Contribution of tissue layers to plant patterning
|Director of thesis||Prof. Cris Kuhlemeier|
|Co-director of thesis||Prof. Martin Frenz|
|Summary of thesis||
Phyllotaxis is defined by the divergence angle between two successive leaves, the most common angle being 137.50. Leaf initiation and development are dictated by auxin dynamics at the shoot apical meristem (SAM). Polar auxin transport by auxin efflux carrier PIN1 (Reinhardt, et al. 2003) forms auxin maxima within the meristem where new primordia arise. Current phyllotactic models are also based on auxin fluxes within the L1 layer of the SAM (Smith, et al. 2006).

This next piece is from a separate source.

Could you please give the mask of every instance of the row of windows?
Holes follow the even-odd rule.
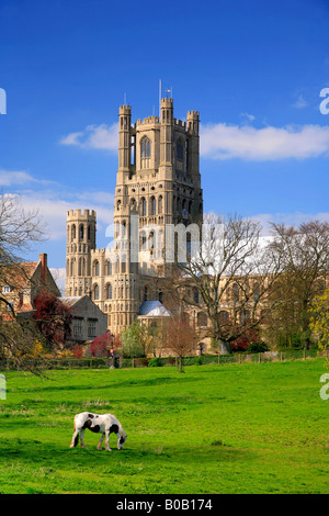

However, recent work has demonstrated that primordium formation and vein development occur almost simultaneously in the SAM and thus indicate the involvement of inner tissues, within and outside of the SAM. In order to address the contributions of different tissues to the phyllotactic patterning, we are using laser ablation to kill and remove the effect of a given cell. Initial experiments separating the youngest primordia (P1) and incipient primordia from the meristem by superficial layer ablation resulted in the loss of phyllotactic patterning. Similarly, ablation of L1 cells in incipient primordia resulted in loss of phyllotactic patterning. We are currently developing ground tissue ablation method using 2-photon laser. We will ablate the ground tissue cells and observe and effect on the primordium. This approach will complement the L1 layer experiments and give us a better view if the influence of L1 versus ground tissue fluxes on phyllotaxis.